Noel, who believed what it said on the tin about being Diamond Hard at £60 per 5L.........


----------



## Aragorn (12 May 2004)

Hi Waka
I do floors often and use the Rustin's water based floor varnish almost always (have done now for about 6-7 years). Five coats, 3-4 hours in between coats and a light sanding. 
Despite Noel's reservations about water-based finishes, I have found the finish to be very tough! I had to sand some of the varnish off last week to make a repair to a floor I originally sanded 3 years ago and I was really surprised at how difficult it was to grind away the finish. Floors that I did years ago in gloss still look as good as new. The satin finish is less resiliant. (One trick is _not _to stir the last coat of a satin finish - it makes it slightly more glossy, but tougher).
Other suitable products are Floor lacquer (from Richard Barry) which is the real deal, used for dance studios and the like, and Rustins 2-part finish. Dulux do a "Diamond hard" finish (still water based) which I've used once or twice. It's good, but no better than Rustins and more expensive.


----------



## Chris Knight (12 May 2004)

Just a comment on Aragorn's observation about satin finishes.

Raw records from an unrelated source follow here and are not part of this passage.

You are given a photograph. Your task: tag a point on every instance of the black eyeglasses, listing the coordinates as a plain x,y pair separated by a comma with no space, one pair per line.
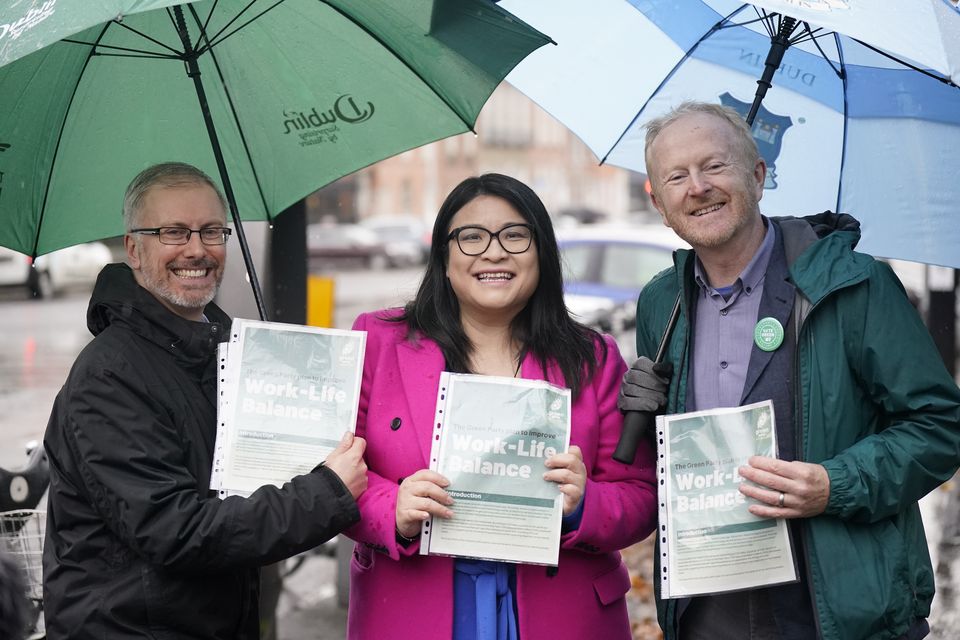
473,240
181,235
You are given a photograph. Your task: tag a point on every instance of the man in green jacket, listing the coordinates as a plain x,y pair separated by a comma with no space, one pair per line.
868,419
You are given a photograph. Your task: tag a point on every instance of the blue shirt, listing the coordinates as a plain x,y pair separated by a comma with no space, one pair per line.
723,331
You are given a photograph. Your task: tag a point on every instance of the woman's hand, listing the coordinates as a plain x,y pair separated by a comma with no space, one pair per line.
568,471
421,495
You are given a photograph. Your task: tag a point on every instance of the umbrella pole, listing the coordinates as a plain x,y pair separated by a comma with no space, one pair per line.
779,43
193,71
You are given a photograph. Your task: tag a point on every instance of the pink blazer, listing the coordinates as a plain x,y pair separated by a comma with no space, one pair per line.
397,593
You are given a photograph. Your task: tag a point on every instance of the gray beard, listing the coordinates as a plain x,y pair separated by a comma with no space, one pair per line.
160,290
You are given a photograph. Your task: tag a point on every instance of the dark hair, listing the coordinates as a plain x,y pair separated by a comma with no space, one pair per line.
543,328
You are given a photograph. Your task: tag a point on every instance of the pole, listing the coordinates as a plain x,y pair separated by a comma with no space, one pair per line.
779,43
636,424
193,71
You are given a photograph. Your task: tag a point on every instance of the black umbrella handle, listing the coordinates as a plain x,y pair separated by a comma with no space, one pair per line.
637,424
193,71
779,43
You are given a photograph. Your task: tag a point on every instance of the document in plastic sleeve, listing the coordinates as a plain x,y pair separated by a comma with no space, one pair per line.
491,438
287,393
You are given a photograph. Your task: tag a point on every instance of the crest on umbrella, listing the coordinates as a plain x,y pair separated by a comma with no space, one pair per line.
768,129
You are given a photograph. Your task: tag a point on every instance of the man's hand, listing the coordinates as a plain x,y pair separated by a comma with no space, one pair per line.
421,495
645,386
347,462
570,474
805,488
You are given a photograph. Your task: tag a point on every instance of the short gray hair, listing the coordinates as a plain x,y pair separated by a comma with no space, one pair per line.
168,174
748,146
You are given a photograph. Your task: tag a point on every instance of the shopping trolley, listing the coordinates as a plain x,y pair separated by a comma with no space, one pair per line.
22,528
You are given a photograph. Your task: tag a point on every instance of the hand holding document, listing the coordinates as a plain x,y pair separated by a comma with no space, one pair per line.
287,394
491,439
710,542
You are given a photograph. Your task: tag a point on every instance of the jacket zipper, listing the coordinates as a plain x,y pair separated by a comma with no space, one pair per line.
798,423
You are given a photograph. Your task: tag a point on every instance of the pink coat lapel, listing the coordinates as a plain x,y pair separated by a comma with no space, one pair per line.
420,367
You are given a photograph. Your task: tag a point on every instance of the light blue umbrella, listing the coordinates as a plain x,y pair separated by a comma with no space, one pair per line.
868,125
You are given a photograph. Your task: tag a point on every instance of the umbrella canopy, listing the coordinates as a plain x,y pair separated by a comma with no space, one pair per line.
862,125
277,97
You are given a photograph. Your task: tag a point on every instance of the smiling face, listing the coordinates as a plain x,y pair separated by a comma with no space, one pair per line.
704,186
494,285
184,278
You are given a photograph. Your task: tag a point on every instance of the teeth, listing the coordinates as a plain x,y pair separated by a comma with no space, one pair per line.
190,273
705,210
503,275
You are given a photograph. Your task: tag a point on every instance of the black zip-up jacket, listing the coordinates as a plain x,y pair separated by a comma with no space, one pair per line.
137,546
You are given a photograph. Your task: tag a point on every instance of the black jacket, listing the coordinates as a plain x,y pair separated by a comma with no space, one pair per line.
137,546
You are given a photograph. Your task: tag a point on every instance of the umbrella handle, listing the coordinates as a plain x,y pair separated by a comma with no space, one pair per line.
637,424
779,43
193,71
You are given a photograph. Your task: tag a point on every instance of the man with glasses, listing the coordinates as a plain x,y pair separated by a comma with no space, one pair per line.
137,545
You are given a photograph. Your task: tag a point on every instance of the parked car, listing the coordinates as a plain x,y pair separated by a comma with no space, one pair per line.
345,244
406,240
52,273
605,267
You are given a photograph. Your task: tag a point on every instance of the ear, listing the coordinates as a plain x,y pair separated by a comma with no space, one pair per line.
133,254
760,176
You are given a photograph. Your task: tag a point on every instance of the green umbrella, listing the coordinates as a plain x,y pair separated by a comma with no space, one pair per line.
277,97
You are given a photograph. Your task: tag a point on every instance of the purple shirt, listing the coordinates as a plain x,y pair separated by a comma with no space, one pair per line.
723,331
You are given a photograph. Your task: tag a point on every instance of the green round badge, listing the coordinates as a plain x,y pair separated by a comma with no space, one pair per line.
768,334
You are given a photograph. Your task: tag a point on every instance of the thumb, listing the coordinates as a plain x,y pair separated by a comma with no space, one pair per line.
345,442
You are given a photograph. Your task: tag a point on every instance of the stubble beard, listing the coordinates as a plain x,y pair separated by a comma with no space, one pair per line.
186,300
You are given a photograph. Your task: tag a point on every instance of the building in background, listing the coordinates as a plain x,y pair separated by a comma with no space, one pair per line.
514,136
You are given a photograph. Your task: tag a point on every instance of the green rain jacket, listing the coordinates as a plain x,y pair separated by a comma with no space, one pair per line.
873,404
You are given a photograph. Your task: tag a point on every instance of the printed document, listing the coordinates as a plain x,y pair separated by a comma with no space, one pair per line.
711,543
287,394
491,438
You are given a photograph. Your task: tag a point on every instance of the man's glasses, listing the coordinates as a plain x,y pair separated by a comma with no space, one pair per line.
181,235
473,240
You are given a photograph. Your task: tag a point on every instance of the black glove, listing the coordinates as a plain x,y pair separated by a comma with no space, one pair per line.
645,386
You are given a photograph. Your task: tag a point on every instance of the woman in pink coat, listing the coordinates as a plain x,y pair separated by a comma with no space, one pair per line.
491,302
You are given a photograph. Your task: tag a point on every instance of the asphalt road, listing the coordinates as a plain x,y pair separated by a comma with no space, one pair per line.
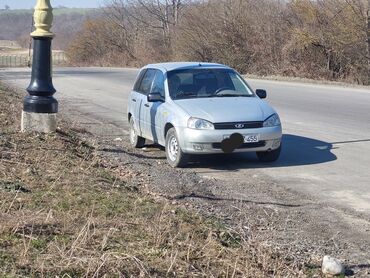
326,144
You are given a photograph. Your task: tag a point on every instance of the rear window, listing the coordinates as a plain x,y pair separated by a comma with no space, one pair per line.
203,83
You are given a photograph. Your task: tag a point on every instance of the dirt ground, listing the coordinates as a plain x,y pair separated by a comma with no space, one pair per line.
273,232
291,222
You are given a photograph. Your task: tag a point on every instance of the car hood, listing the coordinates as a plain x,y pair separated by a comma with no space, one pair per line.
227,109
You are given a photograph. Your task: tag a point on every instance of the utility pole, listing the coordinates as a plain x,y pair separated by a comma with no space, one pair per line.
40,108
368,41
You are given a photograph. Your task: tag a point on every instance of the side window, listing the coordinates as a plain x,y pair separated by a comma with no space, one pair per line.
138,80
158,83
146,83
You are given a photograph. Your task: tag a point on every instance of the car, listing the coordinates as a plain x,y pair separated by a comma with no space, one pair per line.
194,108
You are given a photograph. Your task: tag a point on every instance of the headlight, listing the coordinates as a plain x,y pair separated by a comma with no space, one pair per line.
196,123
273,120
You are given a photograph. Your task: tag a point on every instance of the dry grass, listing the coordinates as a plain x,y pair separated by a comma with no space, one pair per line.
66,212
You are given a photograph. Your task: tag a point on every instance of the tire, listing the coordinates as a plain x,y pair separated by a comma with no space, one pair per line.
269,156
136,141
175,156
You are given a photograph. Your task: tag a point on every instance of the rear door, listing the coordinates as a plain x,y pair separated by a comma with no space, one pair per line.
153,116
136,101
143,105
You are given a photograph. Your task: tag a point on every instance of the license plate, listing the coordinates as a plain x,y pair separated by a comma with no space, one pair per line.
251,138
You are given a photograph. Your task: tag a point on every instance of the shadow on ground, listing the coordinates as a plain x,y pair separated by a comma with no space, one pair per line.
296,151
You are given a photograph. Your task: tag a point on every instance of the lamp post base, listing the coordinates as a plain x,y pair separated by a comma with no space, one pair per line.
39,122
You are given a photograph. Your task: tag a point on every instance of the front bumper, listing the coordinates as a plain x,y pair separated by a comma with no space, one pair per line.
209,141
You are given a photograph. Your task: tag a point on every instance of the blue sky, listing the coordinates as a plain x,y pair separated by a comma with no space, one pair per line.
26,4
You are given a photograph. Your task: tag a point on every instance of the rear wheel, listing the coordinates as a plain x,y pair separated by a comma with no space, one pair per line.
269,156
135,140
175,156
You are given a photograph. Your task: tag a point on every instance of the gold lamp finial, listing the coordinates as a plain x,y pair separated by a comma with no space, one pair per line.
43,18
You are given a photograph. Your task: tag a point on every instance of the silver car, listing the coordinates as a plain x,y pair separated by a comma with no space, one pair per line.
201,108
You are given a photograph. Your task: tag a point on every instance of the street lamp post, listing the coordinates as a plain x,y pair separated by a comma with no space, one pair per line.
40,107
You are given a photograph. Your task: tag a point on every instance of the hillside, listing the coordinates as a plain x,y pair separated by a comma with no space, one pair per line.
16,24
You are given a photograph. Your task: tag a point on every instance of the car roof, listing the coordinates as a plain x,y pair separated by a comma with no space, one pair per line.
184,65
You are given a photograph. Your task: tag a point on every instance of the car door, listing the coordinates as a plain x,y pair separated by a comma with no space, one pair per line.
153,116
136,101
142,102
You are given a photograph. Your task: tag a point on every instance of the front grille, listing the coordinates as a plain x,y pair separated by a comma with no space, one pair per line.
242,125
243,146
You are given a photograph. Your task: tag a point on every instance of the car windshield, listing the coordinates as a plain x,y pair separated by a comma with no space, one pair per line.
206,83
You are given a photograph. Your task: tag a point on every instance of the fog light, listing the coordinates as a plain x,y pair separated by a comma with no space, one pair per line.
276,143
198,147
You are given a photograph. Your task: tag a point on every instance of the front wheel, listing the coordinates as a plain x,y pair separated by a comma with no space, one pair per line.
269,156
135,140
175,156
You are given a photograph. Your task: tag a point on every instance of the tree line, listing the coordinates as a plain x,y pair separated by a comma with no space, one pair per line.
306,38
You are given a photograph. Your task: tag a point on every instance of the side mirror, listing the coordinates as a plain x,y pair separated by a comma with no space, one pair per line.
155,97
261,93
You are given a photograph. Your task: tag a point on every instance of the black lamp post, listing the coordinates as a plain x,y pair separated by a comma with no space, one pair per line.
40,107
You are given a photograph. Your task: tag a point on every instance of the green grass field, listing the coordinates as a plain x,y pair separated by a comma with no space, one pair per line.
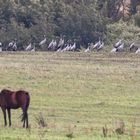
76,93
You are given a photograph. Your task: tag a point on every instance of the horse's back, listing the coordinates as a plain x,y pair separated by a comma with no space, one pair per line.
15,99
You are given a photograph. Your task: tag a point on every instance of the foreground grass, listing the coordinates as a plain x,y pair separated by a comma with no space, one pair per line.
77,94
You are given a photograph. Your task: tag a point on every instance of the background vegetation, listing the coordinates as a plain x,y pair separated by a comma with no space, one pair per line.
84,20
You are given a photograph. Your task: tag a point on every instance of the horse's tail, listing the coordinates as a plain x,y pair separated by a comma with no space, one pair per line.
22,117
26,105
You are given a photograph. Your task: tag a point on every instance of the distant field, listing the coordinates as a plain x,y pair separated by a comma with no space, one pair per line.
77,94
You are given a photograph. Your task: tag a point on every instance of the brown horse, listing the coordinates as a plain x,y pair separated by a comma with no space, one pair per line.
14,100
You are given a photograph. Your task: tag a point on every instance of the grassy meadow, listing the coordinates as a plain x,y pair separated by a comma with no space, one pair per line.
77,94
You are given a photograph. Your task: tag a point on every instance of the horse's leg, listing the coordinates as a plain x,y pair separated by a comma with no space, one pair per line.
4,114
9,116
27,124
23,117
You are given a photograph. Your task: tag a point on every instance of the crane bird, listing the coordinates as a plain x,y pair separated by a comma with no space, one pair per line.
100,47
113,50
14,47
120,48
118,44
0,47
133,47
29,47
73,47
96,45
43,41
137,51
61,43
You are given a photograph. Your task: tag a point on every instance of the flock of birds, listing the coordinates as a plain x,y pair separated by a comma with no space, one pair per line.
54,45
61,46
117,47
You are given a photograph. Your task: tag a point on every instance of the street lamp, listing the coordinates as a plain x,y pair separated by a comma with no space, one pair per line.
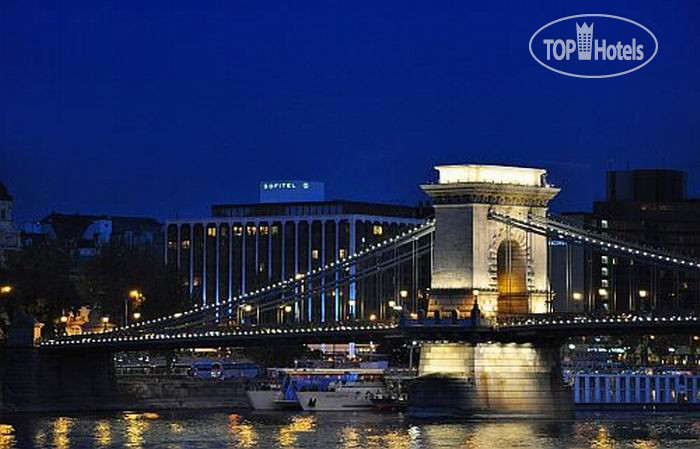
135,296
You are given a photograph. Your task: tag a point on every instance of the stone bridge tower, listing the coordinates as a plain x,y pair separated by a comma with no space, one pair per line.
505,268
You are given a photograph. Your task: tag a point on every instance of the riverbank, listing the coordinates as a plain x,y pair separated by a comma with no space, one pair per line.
146,393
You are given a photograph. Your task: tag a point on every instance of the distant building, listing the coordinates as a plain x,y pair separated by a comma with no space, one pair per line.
645,206
9,236
242,247
85,235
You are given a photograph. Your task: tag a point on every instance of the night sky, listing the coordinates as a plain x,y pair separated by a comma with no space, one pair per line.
161,108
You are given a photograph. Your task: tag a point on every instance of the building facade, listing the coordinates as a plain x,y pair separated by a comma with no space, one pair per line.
85,235
645,206
243,247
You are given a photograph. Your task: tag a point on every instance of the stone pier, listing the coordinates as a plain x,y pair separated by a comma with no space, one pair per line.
458,379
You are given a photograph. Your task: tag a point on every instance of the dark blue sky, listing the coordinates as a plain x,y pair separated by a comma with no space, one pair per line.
163,107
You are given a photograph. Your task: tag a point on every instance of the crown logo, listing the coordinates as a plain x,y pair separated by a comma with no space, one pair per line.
584,39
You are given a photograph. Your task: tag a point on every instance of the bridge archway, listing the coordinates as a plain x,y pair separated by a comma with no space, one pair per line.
511,278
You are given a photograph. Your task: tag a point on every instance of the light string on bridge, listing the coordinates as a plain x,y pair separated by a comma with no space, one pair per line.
545,225
109,338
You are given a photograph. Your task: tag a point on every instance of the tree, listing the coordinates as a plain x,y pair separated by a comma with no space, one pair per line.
116,271
42,284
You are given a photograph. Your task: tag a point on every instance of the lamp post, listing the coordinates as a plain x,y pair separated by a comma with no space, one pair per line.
64,323
136,296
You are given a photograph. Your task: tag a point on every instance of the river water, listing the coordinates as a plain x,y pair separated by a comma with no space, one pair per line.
344,430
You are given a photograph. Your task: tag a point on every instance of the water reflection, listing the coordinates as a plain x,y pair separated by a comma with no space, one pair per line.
135,425
103,433
288,434
60,429
346,431
241,431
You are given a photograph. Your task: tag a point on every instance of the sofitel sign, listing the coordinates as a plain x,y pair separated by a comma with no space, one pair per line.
593,46
285,185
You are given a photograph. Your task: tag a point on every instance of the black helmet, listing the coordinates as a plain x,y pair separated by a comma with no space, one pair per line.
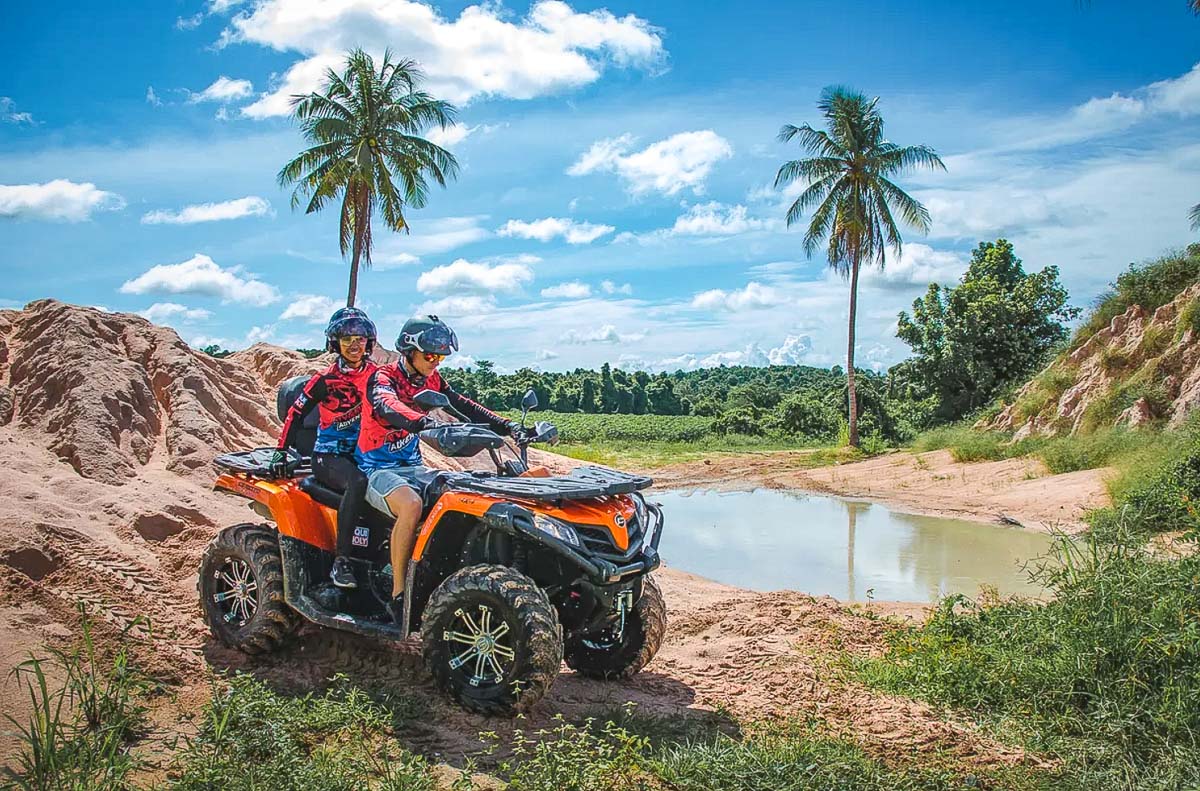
429,334
349,321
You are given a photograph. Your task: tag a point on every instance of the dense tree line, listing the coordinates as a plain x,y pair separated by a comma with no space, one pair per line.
795,400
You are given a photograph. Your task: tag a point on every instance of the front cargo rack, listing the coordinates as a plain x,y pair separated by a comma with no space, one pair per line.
581,483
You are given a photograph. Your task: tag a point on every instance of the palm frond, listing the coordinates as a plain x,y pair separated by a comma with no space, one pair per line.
911,210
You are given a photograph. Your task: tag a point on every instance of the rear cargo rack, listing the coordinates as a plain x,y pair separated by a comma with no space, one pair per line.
581,483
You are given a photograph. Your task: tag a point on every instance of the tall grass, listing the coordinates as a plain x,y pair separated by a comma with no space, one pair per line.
79,733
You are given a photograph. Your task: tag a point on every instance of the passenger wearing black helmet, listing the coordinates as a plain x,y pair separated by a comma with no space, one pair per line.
389,450
337,393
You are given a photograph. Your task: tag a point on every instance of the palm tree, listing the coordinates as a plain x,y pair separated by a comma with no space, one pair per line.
366,129
847,178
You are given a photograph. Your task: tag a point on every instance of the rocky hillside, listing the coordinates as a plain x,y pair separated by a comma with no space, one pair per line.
1141,370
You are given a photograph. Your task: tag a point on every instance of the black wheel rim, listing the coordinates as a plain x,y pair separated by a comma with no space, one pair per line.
479,646
235,592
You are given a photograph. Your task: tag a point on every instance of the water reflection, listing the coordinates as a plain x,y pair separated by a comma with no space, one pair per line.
769,540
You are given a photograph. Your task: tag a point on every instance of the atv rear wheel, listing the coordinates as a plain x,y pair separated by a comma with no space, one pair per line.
492,640
241,589
603,655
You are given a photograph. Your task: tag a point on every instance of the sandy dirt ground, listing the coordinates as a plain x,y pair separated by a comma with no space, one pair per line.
107,502
1013,491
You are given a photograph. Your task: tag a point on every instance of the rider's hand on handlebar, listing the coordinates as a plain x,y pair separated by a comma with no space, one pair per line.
279,465
433,423
519,432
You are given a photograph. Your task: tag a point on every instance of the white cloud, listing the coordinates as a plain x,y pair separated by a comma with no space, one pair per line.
313,309
450,136
201,275
247,207
568,291
453,306
223,90
681,161
427,238
605,334
1104,115
466,276
61,201
755,295
1180,95
715,220
166,312
575,233
485,52
792,351
9,113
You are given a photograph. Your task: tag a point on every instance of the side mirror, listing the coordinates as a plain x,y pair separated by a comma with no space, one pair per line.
431,400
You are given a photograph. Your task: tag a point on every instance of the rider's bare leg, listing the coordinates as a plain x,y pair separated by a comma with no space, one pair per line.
406,504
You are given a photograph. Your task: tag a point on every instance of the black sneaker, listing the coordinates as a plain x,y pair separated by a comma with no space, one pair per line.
343,573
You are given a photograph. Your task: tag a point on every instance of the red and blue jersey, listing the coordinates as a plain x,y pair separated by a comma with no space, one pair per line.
337,394
391,418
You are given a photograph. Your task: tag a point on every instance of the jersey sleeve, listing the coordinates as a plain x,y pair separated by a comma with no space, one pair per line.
312,394
388,407
473,409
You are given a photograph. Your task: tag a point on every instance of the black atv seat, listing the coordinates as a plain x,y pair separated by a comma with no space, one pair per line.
319,492
327,496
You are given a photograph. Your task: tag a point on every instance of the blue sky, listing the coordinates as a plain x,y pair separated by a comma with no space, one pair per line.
615,202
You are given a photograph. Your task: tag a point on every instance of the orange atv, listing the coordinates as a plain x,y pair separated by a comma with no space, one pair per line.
513,570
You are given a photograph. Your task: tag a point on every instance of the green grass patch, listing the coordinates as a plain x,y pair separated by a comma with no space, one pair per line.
1151,286
1104,675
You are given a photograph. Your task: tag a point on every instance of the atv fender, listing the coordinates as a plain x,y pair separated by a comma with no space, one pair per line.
519,521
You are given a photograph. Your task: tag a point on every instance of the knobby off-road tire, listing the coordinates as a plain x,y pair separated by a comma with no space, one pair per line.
241,589
492,600
646,625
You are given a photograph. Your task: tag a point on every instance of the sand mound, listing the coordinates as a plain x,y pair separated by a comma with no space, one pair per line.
107,502
109,391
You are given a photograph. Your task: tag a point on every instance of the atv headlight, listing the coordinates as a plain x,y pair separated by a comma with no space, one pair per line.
564,533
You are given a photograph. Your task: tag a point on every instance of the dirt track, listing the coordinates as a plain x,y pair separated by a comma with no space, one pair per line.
107,501
132,550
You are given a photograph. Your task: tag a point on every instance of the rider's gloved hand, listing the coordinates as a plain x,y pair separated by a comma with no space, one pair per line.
429,423
279,465
517,431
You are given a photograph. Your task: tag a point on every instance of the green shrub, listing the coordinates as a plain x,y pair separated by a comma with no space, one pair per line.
255,737
1103,675
1151,286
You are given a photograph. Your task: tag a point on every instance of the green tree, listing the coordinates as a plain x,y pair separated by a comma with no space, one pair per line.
993,330
588,395
366,129
849,181
610,400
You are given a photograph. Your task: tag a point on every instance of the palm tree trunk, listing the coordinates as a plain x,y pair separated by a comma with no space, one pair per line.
852,406
354,279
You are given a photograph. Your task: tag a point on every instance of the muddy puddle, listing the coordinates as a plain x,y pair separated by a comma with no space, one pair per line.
855,551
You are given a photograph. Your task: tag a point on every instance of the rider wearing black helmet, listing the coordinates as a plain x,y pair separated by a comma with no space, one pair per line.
389,450
337,393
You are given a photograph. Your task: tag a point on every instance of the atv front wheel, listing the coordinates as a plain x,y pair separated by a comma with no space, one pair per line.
605,655
492,640
241,589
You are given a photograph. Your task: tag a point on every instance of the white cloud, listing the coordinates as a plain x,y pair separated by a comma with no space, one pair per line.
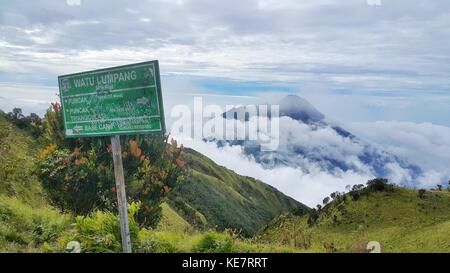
308,188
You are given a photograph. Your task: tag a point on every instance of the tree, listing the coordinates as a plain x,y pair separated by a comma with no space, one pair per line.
421,193
313,217
377,184
78,174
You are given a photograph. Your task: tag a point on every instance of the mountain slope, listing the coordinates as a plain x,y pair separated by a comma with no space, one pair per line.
399,220
17,151
308,141
214,196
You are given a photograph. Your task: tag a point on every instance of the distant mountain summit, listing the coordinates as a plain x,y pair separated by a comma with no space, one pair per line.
291,106
308,141
298,108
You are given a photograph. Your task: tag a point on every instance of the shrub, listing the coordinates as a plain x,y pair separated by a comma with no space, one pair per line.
378,184
100,232
153,242
78,174
213,242
421,193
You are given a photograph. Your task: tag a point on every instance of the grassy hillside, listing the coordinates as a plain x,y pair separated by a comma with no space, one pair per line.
29,224
17,153
399,220
215,197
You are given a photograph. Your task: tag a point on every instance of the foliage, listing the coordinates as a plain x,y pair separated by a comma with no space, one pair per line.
213,242
27,228
397,218
78,173
216,198
32,123
100,232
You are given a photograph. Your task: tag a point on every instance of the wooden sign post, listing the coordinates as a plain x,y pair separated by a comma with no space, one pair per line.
121,194
123,100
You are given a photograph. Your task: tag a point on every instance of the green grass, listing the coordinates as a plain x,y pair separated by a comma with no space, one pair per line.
215,197
24,228
17,153
400,221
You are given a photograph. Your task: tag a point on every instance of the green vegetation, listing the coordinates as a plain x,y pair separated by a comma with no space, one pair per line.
28,223
78,173
402,220
212,210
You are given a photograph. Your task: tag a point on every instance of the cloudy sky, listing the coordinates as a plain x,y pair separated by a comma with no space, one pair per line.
358,63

Satin finishes and their ilk almost always contain some sort of "flatteners" - gunk to reduice the gloss. It's much better to rub a gloss finish out to a satin if that's what you want - granted a floor is a lot of area to cover and I have in mind furniture rather than floors.


----------



## SimonA (12 May 2004)

I've got a Diamond Hard Floor varnish on the hall floor and its taken some real abuse!! It really is 'Diamond hard'!! Can't remember if it was the Dulux stuff or not.....but it was about £35 a tin!!

SimonA


----------



## Aragorn (12 May 2004)

SimonA":3slb426u said:


> ...it was about £35 a tin!!


Cheap then!


----------



## SimonA (13 May 2004)

Hehe....I know...but I still have about a third of a tin left and I have given the floor about 3-4 coats...That was about 4 years ago now......and it still looks pretty good......I will probably give it another coat later on in the year once I plastered the dining room. (That stuff gets every where!!)

SimonA


----------